According to a post from Robert Duffy, CTO at id Software, the new patch will allow some older GPUs to run the game with playable framerates and the developer has been working with both AMD and Nvidia to provide such support.
And according to a post over at Radeon.com, made by Sasa Marinkovic, Head of VR and Software Marketing at AMD, the new Vulkan API, is a descendant of AMD's Mantle, supports "close-to-metal" control and reduces API overhead, which should bring significant performance improvements. Its implementation in Doom benefits from several features, including Asynchronous Shaders, Shaders Intrinsics, also known as Shader Intrinsic Functions, as well as the Frame Flip Optimizations.

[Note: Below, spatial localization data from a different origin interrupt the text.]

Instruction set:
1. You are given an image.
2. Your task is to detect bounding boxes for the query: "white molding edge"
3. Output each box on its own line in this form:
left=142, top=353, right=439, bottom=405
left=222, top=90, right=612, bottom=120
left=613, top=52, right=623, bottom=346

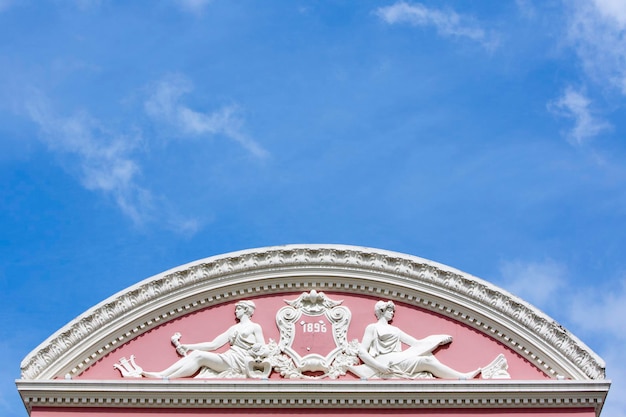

As you may know, the Asynchronous Compute Engines in AMD's GCN and Polaris architecture can submit commands without waiting for other tasks to complete and should bring significant performance improvements. The Shader Intrinsics or Shader Intrinsic Functions, let developers directly access graphics hardware instructions in certain situations while Frame Flip Optimizations pass the frame directly to the display once it is ready, skipping the copy and save process.
According to AMD's internal testing, the performance of Doom on RX 480 and Vulkan API is significantly increased compared to the OpenGL, by up to 27 percent at 1920x1080 and up to 23 at 2560x1440 resolutions.
Earlier, Bethesda released the "Update 1" which brought a number of game fixes and features while the new patch should provide significant performance improvements. Of course, the patch should be combined with latest AMD and Nvidia drivers.
We haven't had a chance to try it out but we might include some results in our upcoming graphics card reviews.